Combien de temps pour contester un STC signé sans réserve ?

6 mois à compter de la signature (L.1234-20 CT), uniquement pour les sommes MENTIONNÉES au reçu. Les sommes omises (13e mois oublié, heures supplémentaires impayées) restent contestables pendant 3 ans (L.3245-1 CT). Procédure : LRAR à l'employeur détaillant les postes contestés + saisine Conseil de Prud'hommes dans 12 mois si licenciement contesté (L.1471-1 CT).

La démission donne-t-elle droit à un solde de tout compte ?

Oui, même en démission l'employeur doit remettre un STC. Il contient : dernier salaire prorata, ICCP, JRTT non pris, primes acquises, PER/PEE débloqués selon les cas. Pas d'indemnité de rupture ni préavis versé sauf préavis travaillé rémunéré normalement. Alternative stratégique : rupture conventionnelle homologuée pour déclencher l'indemnité légale L.1237-13 et les droits ARE.

Le PER/PEE est-il automatiquement débloqué à la rupture du CDI ?

Le PER et le PEE bénéficient d'un cas de déblocage anticipé « rupture du contrat de travail » (L.3332-25 CSS pour PEE, L.224-2 CMF pour PER). Déblocage à la demande du salarié dans les 6 mois suivant la rupture, en capital (PEE) ou en capital/rente (PER). Exonération IR sur les sommes versées par l'entreprise et l'abondement. Les intérêts restent soumis aux prélèvements sociaux 17,2 %.

Le STC est-il imposable à l'impôt sur le revenu ?

Partiellement. Le salaire du mois, le préavis, l'ICCP, le 13e mois et les primes sont intégralement imposables. L'indemnité légale de licenciement est exonérée dans la limite du plus élevé entre : (a) montant conventionnel, (b) 50 % du total versé, (c) 2 fois la rémunération annuelle N-1. L'indemnité de rupture conventionnelle suit le même régime pour les non-éligibles retraite. Exonération URSSAF jusqu'à 2 PASS = 96 120 € (PASS 2026 = 48 060 €).

Que faire si l'employeur refuse de remettre le STC ?

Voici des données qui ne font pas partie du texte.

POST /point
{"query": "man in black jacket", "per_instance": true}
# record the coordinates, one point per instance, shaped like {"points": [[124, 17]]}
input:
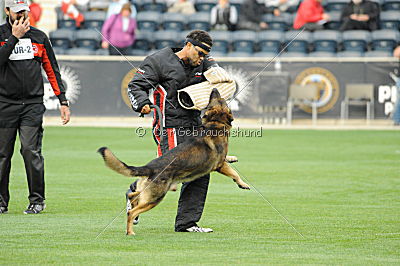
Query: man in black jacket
{"points": [[360, 15], [165, 72], [24, 51]]}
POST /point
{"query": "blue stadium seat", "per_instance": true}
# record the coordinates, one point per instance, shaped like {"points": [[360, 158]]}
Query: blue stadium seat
{"points": [[143, 40], [378, 54], [356, 40], [334, 23], [322, 54], [155, 6], [87, 39], [239, 54], [385, 40], [148, 20], [164, 39], [390, 20], [94, 19], [335, 5], [350, 54], [221, 41], [270, 41], [204, 5], [62, 38], [326, 40], [173, 21], [301, 43], [391, 5], [200, 21], [244, 41], [80, 51]]}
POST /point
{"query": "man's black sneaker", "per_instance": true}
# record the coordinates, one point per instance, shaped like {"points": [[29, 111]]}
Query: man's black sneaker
{"points": [[35, 208], [3, 210], [129, 206]]}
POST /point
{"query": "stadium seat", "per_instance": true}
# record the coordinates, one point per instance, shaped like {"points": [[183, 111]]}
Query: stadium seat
{"points": [[151, 5], [378, 54], [390, 20], [326, 40], [350, 54], [335, 5], [385, 40], [244, 41], [164, 39], [356, 40], [62, 38], [239, 54], [143, 41], [199, 21], [80, 51], [391, 5], [300, 43], [322, 54], [334, 23], [148, 20], [281, 23], [88, 39], [221, 41], [173, 21], [270, 41], [204, 5], [94, 19]]}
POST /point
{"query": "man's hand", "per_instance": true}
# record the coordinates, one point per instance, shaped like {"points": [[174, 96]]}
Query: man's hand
{"points": [[65, 114], [20, 27], [146, 109]]}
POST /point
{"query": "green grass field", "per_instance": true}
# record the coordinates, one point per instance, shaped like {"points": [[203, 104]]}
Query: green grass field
{"points": [[340, 189]]}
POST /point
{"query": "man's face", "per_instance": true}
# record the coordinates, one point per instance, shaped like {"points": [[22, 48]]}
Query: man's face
{"points": [[16, 16], [196, 55]]}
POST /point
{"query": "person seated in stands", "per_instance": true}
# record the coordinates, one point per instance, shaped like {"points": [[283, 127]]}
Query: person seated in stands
{"points": [[251, 12], [74, 9], [224, 16], [115, 7], [182, 6], [279, 6], [119, 31], [35, 13], [311, 16], [360, 15]]}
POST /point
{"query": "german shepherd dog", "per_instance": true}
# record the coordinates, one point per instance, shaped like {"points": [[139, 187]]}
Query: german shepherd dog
{"points": [[186, 162]]}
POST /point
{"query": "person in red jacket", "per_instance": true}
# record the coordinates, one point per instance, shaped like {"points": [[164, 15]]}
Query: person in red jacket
{"points": [[310, 15]]}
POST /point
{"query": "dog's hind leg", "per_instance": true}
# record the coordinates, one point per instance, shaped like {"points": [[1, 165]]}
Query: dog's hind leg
{"points": [[140, 208], [229, 171]]}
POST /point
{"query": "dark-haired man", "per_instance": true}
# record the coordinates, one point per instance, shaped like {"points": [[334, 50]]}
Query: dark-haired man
{"points": [[165, 72], [24, 51]]}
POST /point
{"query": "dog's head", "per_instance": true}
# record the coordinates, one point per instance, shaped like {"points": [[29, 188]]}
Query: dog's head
{"points": [[217, 111]]}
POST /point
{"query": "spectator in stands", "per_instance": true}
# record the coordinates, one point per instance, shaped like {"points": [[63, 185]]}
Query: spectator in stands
{"points": [[182, 6], [311, 16], [279, 6], [116, 5], [119, 31], [251, 16], [73, 9], [360, 15], [224, 16]]}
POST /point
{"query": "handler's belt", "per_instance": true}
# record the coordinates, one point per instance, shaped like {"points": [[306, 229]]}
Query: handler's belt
{"points": [[197, 96]]}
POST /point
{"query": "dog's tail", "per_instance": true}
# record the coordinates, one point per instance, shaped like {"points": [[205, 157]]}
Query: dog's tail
{"points": [[120, 167]]}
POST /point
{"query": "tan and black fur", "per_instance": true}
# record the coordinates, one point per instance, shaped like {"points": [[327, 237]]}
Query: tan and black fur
{"points": [[186, 162]]}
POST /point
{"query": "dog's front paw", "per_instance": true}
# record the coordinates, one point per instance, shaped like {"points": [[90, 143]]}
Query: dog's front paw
{"points": [[231, 159], [244, 186]]}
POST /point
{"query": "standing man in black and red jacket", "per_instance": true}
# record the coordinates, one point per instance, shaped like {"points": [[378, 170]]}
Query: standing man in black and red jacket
{"points": [[24, 50]]}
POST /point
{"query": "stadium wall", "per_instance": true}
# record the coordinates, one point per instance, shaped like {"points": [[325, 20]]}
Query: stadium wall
{"points": [[96, 86]]}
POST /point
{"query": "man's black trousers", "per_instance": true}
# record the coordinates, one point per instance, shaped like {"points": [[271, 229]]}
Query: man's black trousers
{"points": [[193, 194], [26, 120]]}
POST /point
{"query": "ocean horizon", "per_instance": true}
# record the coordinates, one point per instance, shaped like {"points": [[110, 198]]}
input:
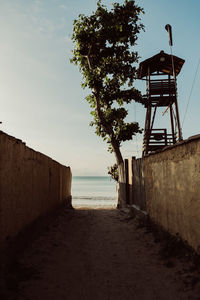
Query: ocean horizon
{"points": [[93, 191]]}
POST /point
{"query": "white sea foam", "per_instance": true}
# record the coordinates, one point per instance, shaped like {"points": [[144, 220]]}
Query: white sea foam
{"points": [[93, 191]]}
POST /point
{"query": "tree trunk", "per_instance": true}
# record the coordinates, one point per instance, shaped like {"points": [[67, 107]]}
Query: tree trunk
{"points": [[121, 184]]}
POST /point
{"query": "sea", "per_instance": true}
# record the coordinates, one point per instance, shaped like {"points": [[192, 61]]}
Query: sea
{"points": [[90, 191]]}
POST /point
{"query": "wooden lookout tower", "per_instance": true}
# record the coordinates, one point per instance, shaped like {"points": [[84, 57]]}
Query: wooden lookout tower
{"points": [[160, 73]]}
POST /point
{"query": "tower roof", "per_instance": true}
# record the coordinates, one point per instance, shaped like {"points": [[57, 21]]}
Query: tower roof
{"points": [[161, 62]]}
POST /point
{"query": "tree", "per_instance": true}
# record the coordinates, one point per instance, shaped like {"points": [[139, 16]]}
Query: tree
{"points": [[104, 43]]}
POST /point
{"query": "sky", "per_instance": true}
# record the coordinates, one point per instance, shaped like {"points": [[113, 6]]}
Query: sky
{"points": [[41, 98]]}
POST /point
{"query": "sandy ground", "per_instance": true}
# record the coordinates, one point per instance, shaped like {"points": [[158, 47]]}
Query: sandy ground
{"points": [[99, 254]]}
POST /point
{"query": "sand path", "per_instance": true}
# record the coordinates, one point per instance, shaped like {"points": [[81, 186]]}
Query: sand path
{"points": [[97, 254]]}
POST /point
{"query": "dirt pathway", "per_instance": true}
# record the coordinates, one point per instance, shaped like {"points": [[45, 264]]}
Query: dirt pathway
{"points": [[97, 254]]}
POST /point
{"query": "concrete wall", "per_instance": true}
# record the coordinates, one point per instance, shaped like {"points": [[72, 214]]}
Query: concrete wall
{"points": [[31, 185], [172, 189]]}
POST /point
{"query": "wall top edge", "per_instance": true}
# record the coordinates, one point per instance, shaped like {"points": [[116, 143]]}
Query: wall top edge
{"points": [[18, 141]]}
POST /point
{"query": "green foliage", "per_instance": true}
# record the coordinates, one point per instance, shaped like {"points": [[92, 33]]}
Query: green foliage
{"points": [[104, 44]]}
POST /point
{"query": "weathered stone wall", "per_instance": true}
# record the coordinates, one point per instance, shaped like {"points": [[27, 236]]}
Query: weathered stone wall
{"points": [[172, 188], [31, 185]]}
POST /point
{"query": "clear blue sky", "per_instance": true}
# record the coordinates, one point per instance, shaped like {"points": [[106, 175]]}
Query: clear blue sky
{"points": [[41, 98]]}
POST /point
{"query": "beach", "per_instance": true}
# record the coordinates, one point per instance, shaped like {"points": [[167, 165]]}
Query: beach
{"points": [[103, 253]]}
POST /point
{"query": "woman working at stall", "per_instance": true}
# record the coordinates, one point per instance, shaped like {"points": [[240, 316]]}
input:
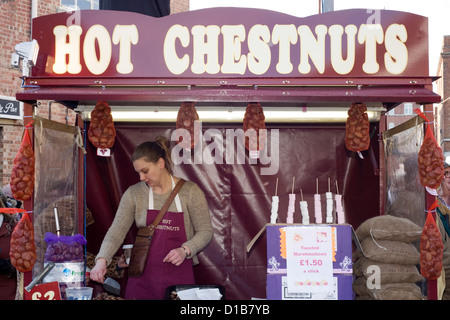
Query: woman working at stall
{"points": [[187, 224]]}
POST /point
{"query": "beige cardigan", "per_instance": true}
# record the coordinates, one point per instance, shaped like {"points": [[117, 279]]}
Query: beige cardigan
{"points": [[133, 207]]}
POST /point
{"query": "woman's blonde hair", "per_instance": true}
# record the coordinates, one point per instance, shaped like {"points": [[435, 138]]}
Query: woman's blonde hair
{"points": [[152, 151]]}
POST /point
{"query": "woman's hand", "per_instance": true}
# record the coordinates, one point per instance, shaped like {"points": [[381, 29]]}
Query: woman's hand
{"points": [[99, 270], [177, 256]]}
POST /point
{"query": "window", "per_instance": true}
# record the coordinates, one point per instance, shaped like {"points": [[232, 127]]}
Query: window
{"points": [[80, 4], [407, 108]]}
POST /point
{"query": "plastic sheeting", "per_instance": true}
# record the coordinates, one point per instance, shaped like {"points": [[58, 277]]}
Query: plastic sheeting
{"points": [[239, 196], [405, 196], [56, 151]]}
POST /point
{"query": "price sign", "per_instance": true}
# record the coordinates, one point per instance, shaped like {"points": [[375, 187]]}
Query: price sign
{"points": [[309, 259], [44, 291]]}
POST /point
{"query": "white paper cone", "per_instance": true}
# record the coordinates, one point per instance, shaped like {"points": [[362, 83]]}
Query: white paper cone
{"points": [[274, 212], [329, 197], [339, 209], [291, 209], [304, 211]]}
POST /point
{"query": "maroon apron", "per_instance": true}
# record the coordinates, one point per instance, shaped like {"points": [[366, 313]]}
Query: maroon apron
{"points": [[158, 275]]}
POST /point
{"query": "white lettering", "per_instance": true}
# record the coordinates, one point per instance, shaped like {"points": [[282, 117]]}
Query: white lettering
{"points": [[233, 61], [208, 49], [63, 48], [370, 34], [175, 64], [125, 36], [97, 33]]}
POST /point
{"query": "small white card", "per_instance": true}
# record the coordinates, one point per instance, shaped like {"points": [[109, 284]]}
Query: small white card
{"points": [[103, 152]]}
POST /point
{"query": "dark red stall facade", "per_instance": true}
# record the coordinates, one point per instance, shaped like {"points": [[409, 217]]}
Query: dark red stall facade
{"points": [[229, 57]]}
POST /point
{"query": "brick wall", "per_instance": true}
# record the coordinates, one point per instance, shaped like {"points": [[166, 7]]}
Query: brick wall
{"points": [[15, 27]]}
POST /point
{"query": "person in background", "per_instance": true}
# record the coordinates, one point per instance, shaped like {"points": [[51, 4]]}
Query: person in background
{"points": [[187, 225], [8, 274], [442, 221]]}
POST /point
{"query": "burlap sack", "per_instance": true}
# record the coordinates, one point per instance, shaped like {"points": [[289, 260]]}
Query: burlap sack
{"points": [[387, 227], [389, 291], [389, 272], [389, 251]]}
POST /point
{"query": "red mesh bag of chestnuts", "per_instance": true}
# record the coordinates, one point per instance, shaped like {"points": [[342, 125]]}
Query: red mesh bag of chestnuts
{"points": [[186, 118], [431, 159], [102, 133], [22, 248], [254, 127], [22, 175], [431, 248]]}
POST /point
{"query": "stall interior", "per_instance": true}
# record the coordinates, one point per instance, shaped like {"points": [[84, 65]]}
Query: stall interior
{"points": [[239, 197]]}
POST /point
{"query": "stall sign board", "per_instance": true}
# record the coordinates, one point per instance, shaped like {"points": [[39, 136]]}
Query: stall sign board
{"points": [[223, 43], [10, 108]]}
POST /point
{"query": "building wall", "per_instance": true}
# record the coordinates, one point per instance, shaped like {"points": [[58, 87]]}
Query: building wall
{"points": [[442, 111], [15, 27]]}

Étape 1 : LRAR mise en demeure avec délai 15 jours. Étape 2 : saisine Inspection du travail (DREETS) pour injonction administrative. Étape 3 : saisine Prud'hommes en référé (procédure d'urgence) pour contrainte sous astreinte. L'employeur s'expose à des dommages-intérêts pour préjudice distinct (perte d'ARE faute d'attestation employeur). Délai de prescription action salariée : 3 ans (L.3245-1).